Zwischenruf

von Superintendent Olivier Dantine (Innsbruck)

Lohnt es sich noch zu arbeiten? Immer wieder wird diese Frage gestellt. Oft dient diese rhetorische Frage dazu, die Höhe von Sozialleistungen in Frage zu stellen. Besonders geht es dabei wohl um die bedarfsorientierte Mindestsicherung. Welchen Anreiz hätte es noch zu arbeiten, wenn das Entgelt für geleistete Arbeit kaum höher sei als die Sozialleistung?

Was mich besonders nachdenklich macht ist, wie es dazu kommen kann, dass zum einen jegliche Kritik an astronomisch hohen Gehältern in manchen Bereichen unterbunden wird. Dies geschieht dann mit dem Verweis der Schädlichkeit einer sogenannten Neiddebatte. Auf der anderen Seite scheint es aber keine Hemmungen zu geben, den Neid von unterdurchschnittlich verdienenden Arbeitnehmern auf die Menschen zu schüren, die auf Mindestsicherung angewiesen sind. Dabei geht es dann immer wieder auch um Flüchtlinge.

Mich erinnert dies an das Gleichnis von den Arbeitern im Weinberg: Jesus erzählt von einem Weinbergbesitzer, der mit den Tagelöhnern, die er in der Früh anheuert, den üblichen Tageslohn von einem Denar aushandelt. Der Betrag war, so würde man heute sagen, das tägliche Existenzminimum für eine Familie. Dieser Weinbergbesitzer geht noch mehrmals an diesem Tag zu den übrigen auf Arbeit wartenden Tagelöhnern und stellt immer wieder welche ein. Am Ende gibt es auch eine Gruppe von Tagelöhnern, die nur eine Stunde arbeiten. Schließlich zahlt der Weinbergbesitzer jedem den gleichen Betrag aus: einen Denar. Sofort bricht unter denen, die seit der Früh gearbeitet haben, die Diskussion aus: Wozu haben wir den ganzen Tag in der Hitze geschuftet, wenn es für nur eine Stunde Arbeit den gleichen Lohn gegeben hätte? Aber der Weinbergbesitzer hat den Fleißigen ja nichts weggenommen, so argumentiert dieser, der vereinbarte Lohn ist bezahlt worden.

Je nachdem, aus welcher Perspektive man sich dieses Gleichnis ansieht, wird man den Weinbergbesitzer belächeln, weil er am nächsten Tag kaum Menschen finden würde, die den ganzen Tag für ihn arbeiten. Oder man kann sehen, dass es ihm daran gelegen ist, jedem Arbeiter das zu geben, was er und seine Familie zum Leben brauchen. Weil er nicht nach Leistung bezahlt, sondern nach dem Bedarf der Menschen, sichert er allen seinen Arbeitern für den einen Tag einen vollen Bauch. Von hungernden Tagelöhnern hingegen wird der Weinbergbesitzer am nächsten Tag wohl keine Leistung erwarten können. Vielleicht ist er doch nicht so naiv, wie es zunächst erscheint.
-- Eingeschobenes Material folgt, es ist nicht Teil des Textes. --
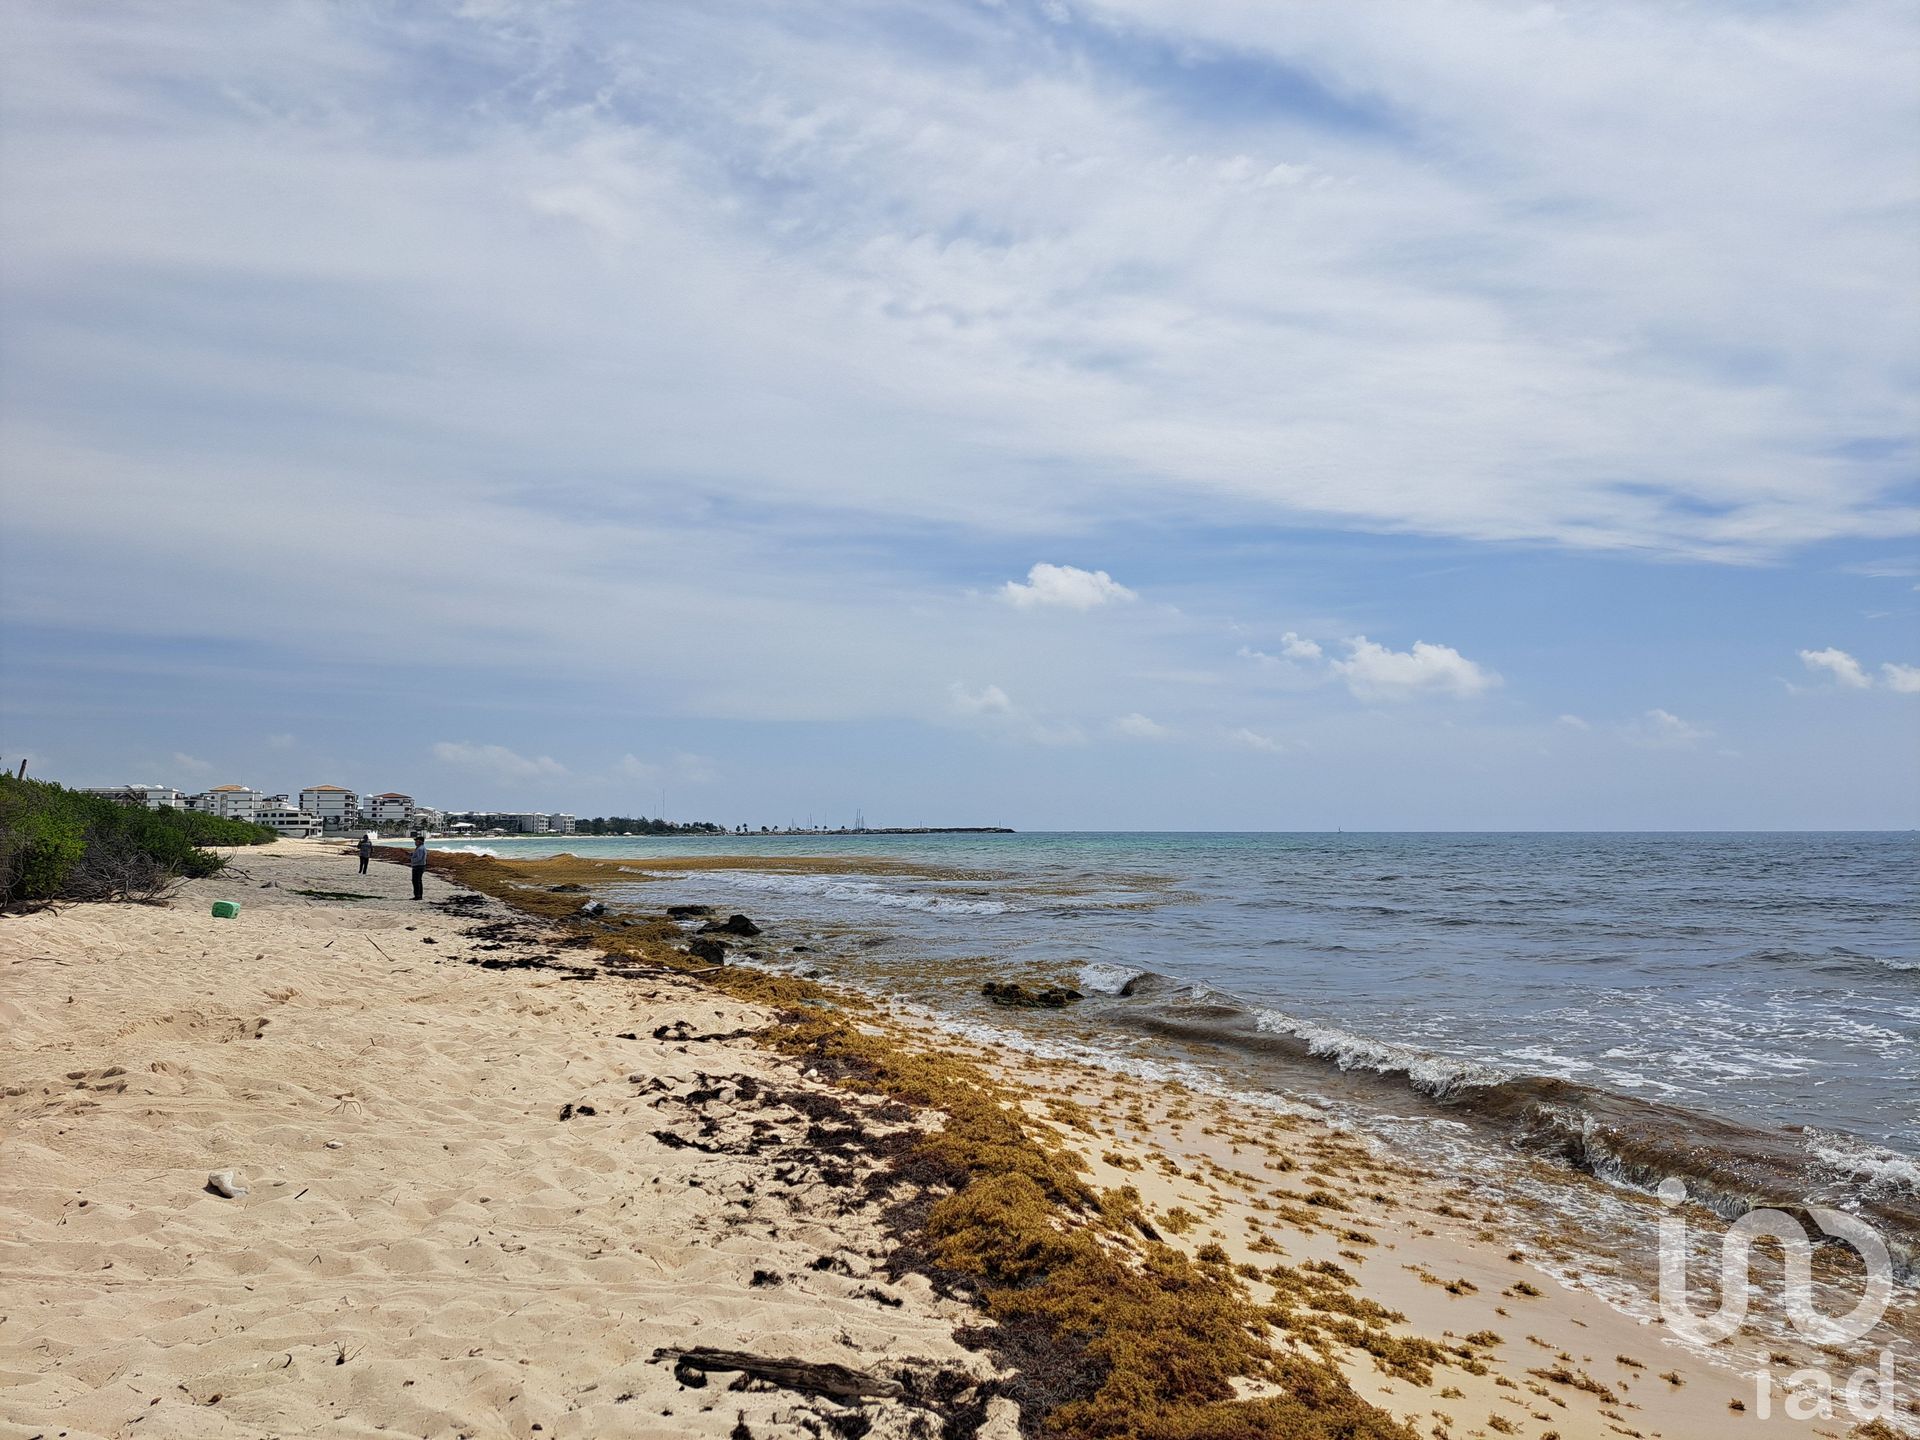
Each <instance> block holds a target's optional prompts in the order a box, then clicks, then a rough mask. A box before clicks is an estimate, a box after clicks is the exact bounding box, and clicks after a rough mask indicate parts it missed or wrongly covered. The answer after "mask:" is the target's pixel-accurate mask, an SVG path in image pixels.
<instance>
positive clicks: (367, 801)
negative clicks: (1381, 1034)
mask: <svg viewBox="0 0 1920 1440" xmlns="http://www.w3.org/2000/svg"><path fill="white" fill-rule="evenodd" d="M361 820H367V822H371V824H374V826H405V824H407V822H409V820H413V797H411V795H401V793H399V791H392V789H390V791H386V793H384V795H369V797H367V799H365V801H361Z"/></svg>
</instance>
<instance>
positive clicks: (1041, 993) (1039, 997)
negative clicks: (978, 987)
mask: <svg viewBox="0 0 1920 1440" xmlns="http://www.w3.org/2000/svg"><path fill="white" fill-rule="evenodd" d="M979 993H981V995H985V996H987V998H989V1000H993V1002H995V1004H1012V1006H1027V1008H1033V1010H1060V1008H1062V1006H1066V1004H1069V1002H1071V1000H1079V998H1081V993H1079V991H1075V989H1073V987H1069V985H1046V987H1044V989H1029V987H1027V985H1021V983H1020V981H1018V979H1010V981H998V979H989V981H987V983H985V985H981V987H979Z"/></svg>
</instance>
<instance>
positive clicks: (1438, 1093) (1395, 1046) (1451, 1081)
mask: <svg viewBox="0 0 1920 1440" xmlns="http://www.w3.org/2000/svg"><path fill="white" fill-rule="evenodd" d="M1254 1016H1256V1021H1258V1023H1260V1029H1263V1031H1267V1033H1269V1035H1292V1037H1296V1039H1302V1041H1306V1043H1308V1052H1309V1054H1315V1056H1327V1058H1331V1060H1332V1062H1334V1064H1338V1066H1340V1069H1373V1071H1377V1073H1380V1075H1396V1073H1404V1075H1405V1077H1407V1083H1409V1085H1413V1089H1417V1091H1425V1092H1427V1094H1452V1092H1453V1091H1459V1089H1465V1087H1469V1085H1498V1083H1501V1081H1507V1079H1513V1073H1511V1071H1505V1069H1500V1068H1496V1066H1486V1064H1480V1062H1476V1060H1455V1058H1453V1056H1444V1054H1432V1052H1430V1050H1415V1048H1411V1046H1405V1044H1394V1043H1392V1041H1377V1039H1371V1037H1367V1035H1354V1033H1352V1031H1344V1029H1338V1027H1334V1025H1319V1023H1315V1021H1311V1020H1296V1018H1294V1016H1288V1014H1283V1012H1279V1010H1256V1012H1254Z"/></svg>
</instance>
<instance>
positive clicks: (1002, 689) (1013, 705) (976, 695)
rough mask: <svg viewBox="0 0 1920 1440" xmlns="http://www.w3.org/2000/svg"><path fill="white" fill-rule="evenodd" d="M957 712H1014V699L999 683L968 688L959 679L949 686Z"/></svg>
mask: <svg viewBox="0 0 1920 1440" xmlns="http://www.w3.org/2000/svg"><path fill="white" fill-rule="evenodd" d="M947 695H948V699H950V701H952V708H954V712H956V714H1012V712H1014V701H1012V699H1008V695H1006V691H1004V689H1000V687H998V685H987V687H985V689H968V687H966V685H962V684H960V682H958V680H956V682H954V684H952V685H948V687H947Z"/></svg>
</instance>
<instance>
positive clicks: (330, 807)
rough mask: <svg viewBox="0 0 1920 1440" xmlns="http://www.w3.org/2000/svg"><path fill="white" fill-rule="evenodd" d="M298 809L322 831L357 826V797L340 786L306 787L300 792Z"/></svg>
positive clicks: (348, 790) (313, 785) (345, 787)
mask: <svg viewBox="0 0 1920 1440" xmlns="http://www.w3.org/2000/svg"><path fill="white" fill-rule="evenodd" d="M300 808H301V810H305V812H307V814H311V816H313V818H315V820H319V822H321V826H323V828H324V829H351V828H353V826H357V824H359V795H355V793H353V791H349V789H346V787H342V785H307V787H305V789H303V791H300Z"/></svg>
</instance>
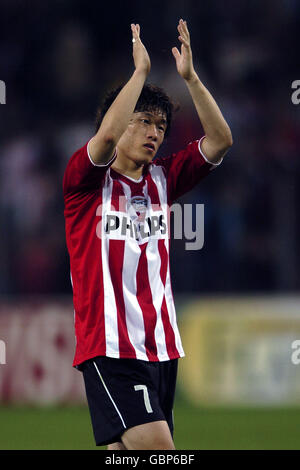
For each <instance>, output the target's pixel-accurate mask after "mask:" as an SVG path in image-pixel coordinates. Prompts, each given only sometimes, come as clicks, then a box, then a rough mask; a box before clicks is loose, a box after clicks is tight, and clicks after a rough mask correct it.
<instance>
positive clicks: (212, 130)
mask: <svg viewBox="0 0 300 470" xmlns="http://www.w3.org/2000/svg"><path fill="white" fill-rule="evenodd" d="M177 29H178V31H179V34H180V36H179V37H178V39H179V41H180V42H181V53H180V52H179V50H178V49H177V47H173V48H172V53H173V56H174V58H175V60H176V66H177V71H178V73H179V75H180V76H181V77H182V78H183V79H184V81H185V83H186V85H187V87H188V90H189V92H190V94H191V97H192V99H193V102H194V105H195V107H196V110H197V113H198V116H199V119H200V122H201V124H202V126H203V129H204V132H205V136H206V137H205V139H203V141H202V143H201V149H202V151H203V153H204V155H205V156H206V157H207V159H208V160H209V161H210V162H212V163H218V162H219V161H220V160H221V159H222V157H223V156H224V155H225V154H226V152H227V151H228V149H229V148H230V147H231V145H232V143H233V141H232V136H231V131H230V128H229V126H228V124H227V122H226V121H225V119H224V117H223V115H222V113H221V111H220V109H219V107H218V105H217V103H216V102H215V100H214V98H213V97H212V95H211V94H210V93H209V91H208V90H207V88H205V86H204V85H203V83H202V82H201V81H200V79H199V77H198V75H197V73H196V72H195V69H194V65H193V57H192V49H191V43H190V34H189V30H188V27H187V24H186V21H183V20H182V19H181V20H180V21H179V24H178V26H177Z"/></svg>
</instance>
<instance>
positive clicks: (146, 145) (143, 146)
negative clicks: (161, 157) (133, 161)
mask: <svg viewBox="0 0 300 470" xmlns="http://www.w3.org/2000/svg"><path fill="white" fill-rule="evenodd" d="M143 147H145V148H146V149H148V150H151V152H154V151H155V146H154V144H150V143H148V144H144V145H143Z"/></svg>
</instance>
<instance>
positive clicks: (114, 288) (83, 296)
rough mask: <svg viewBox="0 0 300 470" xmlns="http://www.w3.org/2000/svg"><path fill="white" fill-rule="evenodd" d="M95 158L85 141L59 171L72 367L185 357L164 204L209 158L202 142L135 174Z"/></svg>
mask: <svg viewBox="0 0 300 470" xmlns="http://www.w3.org/2000/svg"><path fill="white" fill-rule="evenodd" d="M114 159H115V156H114V157H113V158H112V159H111V161H110V162H109V163H108V164H107V165H102V166H100V165H95V164H94V163H93V161H92V159H91V158H90V155H89V153H88V143H86V144H85V145H84V146H83V147H82V148H81V149H79V150H77V152H75V154H74V155H73V156H72V157H71V159H70V161H69V163H68V165H67V168H66V171H65V175H64V181H63V190H64V201H65V211H64V214H65V227H66V241H67V247H68V251H69V255H70V267H71V280H72V286H73V301H74V309H75V313H74V315H75V335H76V352H75V357H74V362H73V366H77V365H79V364H80V363H82V362H83V361H85V360H87V359H91V358H93V357H95V356H109V357H113V358H136V359H142V360H145V361H165V360H169V359H175V358H178V357H181V356H184V351H183V348H182V344H181V339H180V334H179V331H178V326H177V321H176V313H175V307H174V300H173V293H172V288H171V278H170V265H169V217H168V215H169V211H168V208H169V207H170V206H171V204H172V203H173V201H175V200H176V199H177V198H178V197H180V196H181V195H182V194H184V193H185V192H187V191H189V190H190V189H191V188H192V187H193V186H195V184H197V183H198V182H199V181H200V180H201V179H202V178H203V177H205V176H206V175H207V174H208V173H209V171H210V170H211V169H212V168H213V166H214V165H212V164H211V163H209V162H208V161H207V160H206V158H205V157H204V155H203V154H202V152H201V148H200V141H195V142H192V143H190V144H189V145H188V146H187V147H186V149H184V150H182V151H180V152H178V153H176V154H173V155H171V156H170V157H168V158H157V159H155V160H154V161H153V162H152V163H151V164H149V165H148V166H146V167H145V168H144V171H143V175H142V176H141V178H140V179H139V180H133V179H132V178H129V177H127V176H125V175H122V174H120V173H118V172H116V171H115V170H114V169H113V168H111V167H110V165H111V163H112V162H113V161H114Z"/></svg>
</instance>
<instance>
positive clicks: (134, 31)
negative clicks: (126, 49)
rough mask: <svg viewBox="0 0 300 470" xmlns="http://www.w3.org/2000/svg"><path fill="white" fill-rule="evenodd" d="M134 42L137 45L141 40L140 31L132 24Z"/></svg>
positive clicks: (131, 25)
mask: <svg viewBox="0 0 300 470" xmlns="http://www.w3.org/2000/svg"><path fill="white" fill-rule="evenodd" d="M131 31H132V42H133V43H134V44H135V43H136V42H137V41H138V40H139V35H138V31H137V28H136V25H135V24H133V23H132V24H131Z"/></svg>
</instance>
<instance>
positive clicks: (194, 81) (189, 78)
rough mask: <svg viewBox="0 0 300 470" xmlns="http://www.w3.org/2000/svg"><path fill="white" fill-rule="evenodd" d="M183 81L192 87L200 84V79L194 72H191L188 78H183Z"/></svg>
mask: <svg viewBox="0 0 300 470" xmlns="http://www.w3.org/2000/svg"><path fill="white" fill-rule="evenodd" d="M184 80H185V82H186V83H187V84H188V85H193V84H194V83H198V82H200V78H199V77H198V75H197V74H196V72H195V70H193V72H192V73H191V74H190V75H189V76H188V77H186V78H184Z"/></svg>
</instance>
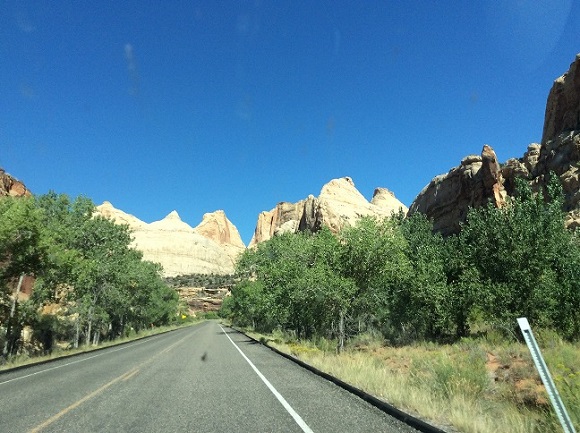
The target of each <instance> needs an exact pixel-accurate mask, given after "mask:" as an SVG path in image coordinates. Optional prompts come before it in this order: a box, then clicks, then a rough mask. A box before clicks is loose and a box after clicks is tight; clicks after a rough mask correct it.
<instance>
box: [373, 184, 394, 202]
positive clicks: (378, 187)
mask: <svg viewBox="0 0 580 433" xmlns="http://www.w3.org/2000/svg"><path fill="white" fill-rule="evenodd" d="M394 196H395V194H394V193H393V192H392V191H389V190H388V189H387V188H381V187H378V188H375V192H374V193H373V200H374V199H375V197H377V198H379V197H394Z"/></svg>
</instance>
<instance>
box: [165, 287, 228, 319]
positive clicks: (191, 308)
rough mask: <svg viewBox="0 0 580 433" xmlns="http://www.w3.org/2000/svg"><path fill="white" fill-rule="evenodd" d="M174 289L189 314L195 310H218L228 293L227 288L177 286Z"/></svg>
mask: <svg viewBox="0 0 580 433" xmlns="http://www.w3.org/2000/svg"><path fill="white" fill-rule="evenodd" d="M176 290H177V293H178V294H179V298H180V299H182V300H183V301H185V303H186V304H187V306H188V310H189V314H191V315H194V316H195V313H197V312H204V313H206V312H208V311H215V312H217V311H219V309H220V308H221V306H222V303H223V300H224V298H225V297H226V296H228V295H229V293H230V291H229V290H228V289H227V288H220V289H206V288H203V287H179V288H178V289H176Z"/></svg>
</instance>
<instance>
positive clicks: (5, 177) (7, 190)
mask: <svg viewBox="0 0 580 433" xmlns="http://www.w3.org/2000/svg"><path fill="white" fill-rule="evenodd" d="M30 195H32V194H31V193H30V191H29V190H28V188H26V185H24V184H23V183H22V182H20V181H19V180H18V179H16V178H14V177H12V176H11V175H9V174H8V173H6V171H4V169H3V168H0V197H1V196H10V197H29V196H30Z"/></svg>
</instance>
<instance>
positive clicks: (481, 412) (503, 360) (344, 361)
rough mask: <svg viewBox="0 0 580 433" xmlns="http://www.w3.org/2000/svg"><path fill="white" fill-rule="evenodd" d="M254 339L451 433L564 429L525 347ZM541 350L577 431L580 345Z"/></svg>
mask: <svg viewBox="0 0 580 433" xmlns="http://www.w3.org/2000/svg"><path fill="white" fill-rule="evenodd" d="M254 337H257V338H262V340H264V339H266V340H267V341H268V344H270V345H272V346H274V347H276V348H277V349H279V350H282V351H284V352H286V353H289V354H292V355H294V356H296V357H298V358H300V359H301V360H303V361H305V362H307V363H308V364H310V365H312V366H314V367H316V368H318V369H320V370H322V371H325V372H327V373H329V374H331V375H333V376H335V377H338V378H340V379H342V380H344V381H345V382H348V383H350V384H352V385H354V386H356V387H358V388H360V389H363V390H365V391H366V392H368V393H370V394H372V395H375V396H377V397H379V398H381V399H383V400H384V401H387V402H388V403H390V404H392V405H394V406H396V407H398V408H400V409H402V410H405V411H407V412H408V413H411V414H414V415H416V416H418V417H420V418H422V419H425V420H428V421H429V422H431V423H432V424H434V425H437V426H439V427H441V428H443V429H444V430H446V431H461V432H469V433H491V432H513V433H530V432H538V433H540V432H542V433H545V432H552V431H553V432H559V431H561V427H560V426H559V424H558V421H557V419H556V418H555V415H553V411H552V408H551V406H550V403H549V400H548V397H547V394H546V392H545V390H544V387H543V386H542V384H541V381H540V379H539V377H538V375H537V373H536V370H535V367H534V365H533V362H532V360H531V357H530V354H529V352H528V349H527V347H526V346H525V345H523V344H519V343H508V342H503V343H501V344H495V343H494V344H491V343H490V342H488V341H486V340H465V341H462V342H460V343H456V344H453V345H435V344H429V343H425V344H417V345H413V346H405V347H388V346H383V345H382V344H380V343H377V341H376V340H374V341H372V340H370V341H365V342H364V344H361V343H360V342H358V343H356V342H355V343H354V344H352V343H351V345H349V347H348V348H347V350H346V351H344V352H343V353H341V354H337V353H336V352H335V351H334V350H333V344H332V342H323V344H322V346H323V348H324V349H326V350H321V349H320V348H319V347H317V346H321V344H320V342H317V343H318V344H317V345H315V344H314V343H312V342H296V341H285V340H284V338H281V336H280V335H276V336H260V335H257V334H254ZM542 350H543V354H544V357H545V359H546V361H547V363H548V366H549V368H550V369H551V371H552V375H553V377H554V379H555V381H556V383H557V386H558V388H559V392H560V395H561V396H562V398H563V399H564V404H565V405H566V407H567V409H568V412H569V413H570V416H571V418H572V420H573V422H574V423H575V426H576V428H579V427H580V413H579V411H580V371H579V369H580V363H579V362H578V359H580V345H571V344H567V343H563V342H562V341H560V340H556V341H554V340H550V344H548V345H545V346H544V347H543V349H542Z"/></svg>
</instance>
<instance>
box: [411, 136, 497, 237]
mask: <svg viewBox="0 0 580 433" xmlns="http://www.w3.org/2000/svg"><path fill="white" fill-rule="evenodd" d="M506 196H507V193H506V191H505V188H504V186H503V176H502V173H501V169H500V165H499V163H498V162H497V157H496V155H495V152H494V150H493V149H492V148H491V147H490V146H488V145H485V146H483V149H482V151H481V155H470V156H467V157H465V158H463V160H462V161H461V164H460V165H459V166H458V167H454V168H452V169H451V170H450V171H449V172H448V173H447V174H442V175H439V176H437V177H435V178H434V179H433V180H432V181H431V182H430V183H429V185H427V186H426V187H425V188H423V190H422V191H421V192H420V193H419V195H418V196H417V198H415V200H414V201H413V204H411V207H410V208H409V213H408V215H412V214H413V213H415V212H421V213H424V214H426V215H427V217H428V218H429V219H431V220H433V228H434V229H435V230H436V231H438V232H440V233H442V234H444V235H449V234H452V233H457V232H458V231H459V229H460V223H461V222H462V221H465V218H466V216H467V211H468V209H469V208H470V207H478V206H481V205H483V204H486V203H488V202H489V201H490V200H491V201H493V202H494V204H495V205H496V206H498V207H500V206H503V205H504V204H505V198H506Z"/></svg>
Wenn die Mindestsicherung bedarfs- und nicht leistungsorientiert ist, heißt das noch lange nicht, dass auf diese Weise Faulheit belohnt wird. Ganz im Gegenteil. Die Mindestsicherung hat den Zweck der sozialen Absicherung. Sie bewahrt Menschen vor der Abwärtsspirale, aus der eine Wiedereingliederung in ein geregeltes Leben immer schwieriger wird. Besonders deutlich wird das bei anerkannten Flüchtlingen, für sie ist die Mindestsicherung entscheidend: Sozial abgesichert können sie eine angemessene Wohnung finden, können Qualifikationen, allen voran Sprachkenntnisse, erwerben. Denn die brauchen sie, um dann ihren Beitrag für die Gesellschaft leisten zu können.

Bleibt noch meine Frage vom Anfang: Welchen Anreiz gibt es dann noch zu arbeiten, wenn man doch unter bestimmten Bedingungen auch anders versorgt wird? Diese Frage verbirgt die Tatsache, dass es wohl auch viele andere Anreize gibt, zu arbeiten. Bei Arbeit geht es nicht allein um die Sicherung des Einkommens. Weil sie einem ermöglicht, an der Gesellschaft teilzuhaben, macht Arbeit zufrieden. Ich bin jedenfalls dankbar, dass ich mit meinen Gaben und Fähigkeiten anderen Menschen dienen darf und der Gesellschaft einen, wie ich meine, wertvollen Beitrag leisten darf. Und ich bin dankbar dafür, in einem Land zu leben, das auch für Menschen sorgt, die dieses Glück nicht haben.